So now Hughes is returning to New York, and the Yankees aren’t saying what the next step is for the righty. Joe Girardi said only that the Yankees would keep trying to strengthen Hughes’s arm, but beyond that, no one has any idea when he’ll be able to pitch. And so once again, the Yankees should give thanks that Barolo Colon — who took Hughes’s spot in the rotation after being signed to a minor-league contract and then making the club in spring training — has been so effective.

Colon threw seven solid innings in Detroit last night, allowing three runs and striking out seven without allowing a walk. (Colon leads the American League with a strikeout-to-walk ratio of 5.50.) It wasn’t quite the dominant performance of his last outing — Alex Avila homered twice off of him, the second of which tied the score in the seventh — but the Yankees would take advantage of a shaky Jose Valverde, scoring twice in the ninth, with Nick Swisher picking up the go-ahead RBI with a one-out single. (They’d go on to win 5–3.)

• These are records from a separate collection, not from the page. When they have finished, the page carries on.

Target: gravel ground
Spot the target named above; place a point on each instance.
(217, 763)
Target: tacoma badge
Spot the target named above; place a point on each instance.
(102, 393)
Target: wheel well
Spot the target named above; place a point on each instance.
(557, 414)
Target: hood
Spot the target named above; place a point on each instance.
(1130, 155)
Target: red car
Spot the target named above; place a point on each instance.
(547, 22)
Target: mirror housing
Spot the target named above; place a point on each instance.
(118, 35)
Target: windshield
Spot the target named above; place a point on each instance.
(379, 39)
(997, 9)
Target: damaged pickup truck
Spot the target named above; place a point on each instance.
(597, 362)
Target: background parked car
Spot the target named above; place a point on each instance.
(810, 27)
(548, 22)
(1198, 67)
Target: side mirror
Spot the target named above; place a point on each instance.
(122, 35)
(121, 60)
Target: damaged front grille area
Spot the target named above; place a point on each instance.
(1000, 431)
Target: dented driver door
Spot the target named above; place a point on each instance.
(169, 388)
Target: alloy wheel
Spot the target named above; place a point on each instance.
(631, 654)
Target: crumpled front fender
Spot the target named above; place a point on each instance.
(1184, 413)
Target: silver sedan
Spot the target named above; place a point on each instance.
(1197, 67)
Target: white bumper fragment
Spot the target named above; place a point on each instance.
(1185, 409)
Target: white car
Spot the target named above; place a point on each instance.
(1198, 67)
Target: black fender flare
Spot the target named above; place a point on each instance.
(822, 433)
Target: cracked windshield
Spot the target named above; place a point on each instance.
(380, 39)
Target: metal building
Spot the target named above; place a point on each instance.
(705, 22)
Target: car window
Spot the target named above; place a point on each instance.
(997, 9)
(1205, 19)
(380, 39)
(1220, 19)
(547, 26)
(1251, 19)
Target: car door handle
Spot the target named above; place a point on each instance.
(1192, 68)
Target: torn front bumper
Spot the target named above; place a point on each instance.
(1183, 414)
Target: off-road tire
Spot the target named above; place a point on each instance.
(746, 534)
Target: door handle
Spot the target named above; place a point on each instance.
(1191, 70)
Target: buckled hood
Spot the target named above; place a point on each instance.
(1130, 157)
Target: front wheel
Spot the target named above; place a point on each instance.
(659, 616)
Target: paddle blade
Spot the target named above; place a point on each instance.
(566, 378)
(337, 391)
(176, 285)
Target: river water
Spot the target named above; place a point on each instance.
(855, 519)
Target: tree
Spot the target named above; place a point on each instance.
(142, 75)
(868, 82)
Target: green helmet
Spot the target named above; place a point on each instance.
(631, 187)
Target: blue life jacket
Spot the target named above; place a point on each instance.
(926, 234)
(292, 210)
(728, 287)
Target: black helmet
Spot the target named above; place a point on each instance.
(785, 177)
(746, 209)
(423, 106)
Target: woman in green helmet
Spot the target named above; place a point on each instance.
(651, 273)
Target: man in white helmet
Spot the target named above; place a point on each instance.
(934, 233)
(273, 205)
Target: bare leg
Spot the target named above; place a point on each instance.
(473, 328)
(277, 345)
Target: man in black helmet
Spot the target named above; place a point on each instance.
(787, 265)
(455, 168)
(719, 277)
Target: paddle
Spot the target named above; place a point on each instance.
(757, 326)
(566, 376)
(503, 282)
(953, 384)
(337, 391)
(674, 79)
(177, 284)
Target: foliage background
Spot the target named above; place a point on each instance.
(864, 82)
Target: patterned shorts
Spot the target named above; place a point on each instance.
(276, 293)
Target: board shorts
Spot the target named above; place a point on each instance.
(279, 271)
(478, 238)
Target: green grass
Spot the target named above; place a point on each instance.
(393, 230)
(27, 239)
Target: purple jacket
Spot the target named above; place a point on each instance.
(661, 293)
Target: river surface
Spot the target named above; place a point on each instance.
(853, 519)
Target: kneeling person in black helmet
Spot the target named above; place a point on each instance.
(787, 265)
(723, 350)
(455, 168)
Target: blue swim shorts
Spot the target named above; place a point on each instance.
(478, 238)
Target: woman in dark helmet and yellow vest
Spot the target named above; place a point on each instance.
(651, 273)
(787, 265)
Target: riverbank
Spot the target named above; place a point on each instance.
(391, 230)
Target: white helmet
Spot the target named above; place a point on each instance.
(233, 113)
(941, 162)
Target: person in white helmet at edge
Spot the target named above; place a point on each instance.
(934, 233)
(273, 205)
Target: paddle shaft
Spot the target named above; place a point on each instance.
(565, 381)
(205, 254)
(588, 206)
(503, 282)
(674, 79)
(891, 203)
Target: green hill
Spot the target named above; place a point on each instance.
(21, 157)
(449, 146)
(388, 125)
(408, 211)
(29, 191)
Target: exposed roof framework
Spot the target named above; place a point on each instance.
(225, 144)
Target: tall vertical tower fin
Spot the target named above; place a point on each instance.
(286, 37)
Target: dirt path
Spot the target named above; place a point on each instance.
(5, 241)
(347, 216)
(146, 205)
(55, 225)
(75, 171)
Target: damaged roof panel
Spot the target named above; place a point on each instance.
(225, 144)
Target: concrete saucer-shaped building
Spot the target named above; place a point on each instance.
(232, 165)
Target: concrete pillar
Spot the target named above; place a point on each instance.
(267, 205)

It’s not correct to say that this is all going how the Yankees hoped it would; they’d prefer it if one of their young starters wasn’t out with a mystery injury. But Brian Cashman’s preseason plan of throwing youngsters and past-their-prime veterans at the wall and hoping that some things stick? In Colon’s case, through three starts at least, something is sticking. And with Hughes out for who knows how long, that’s the best news of all.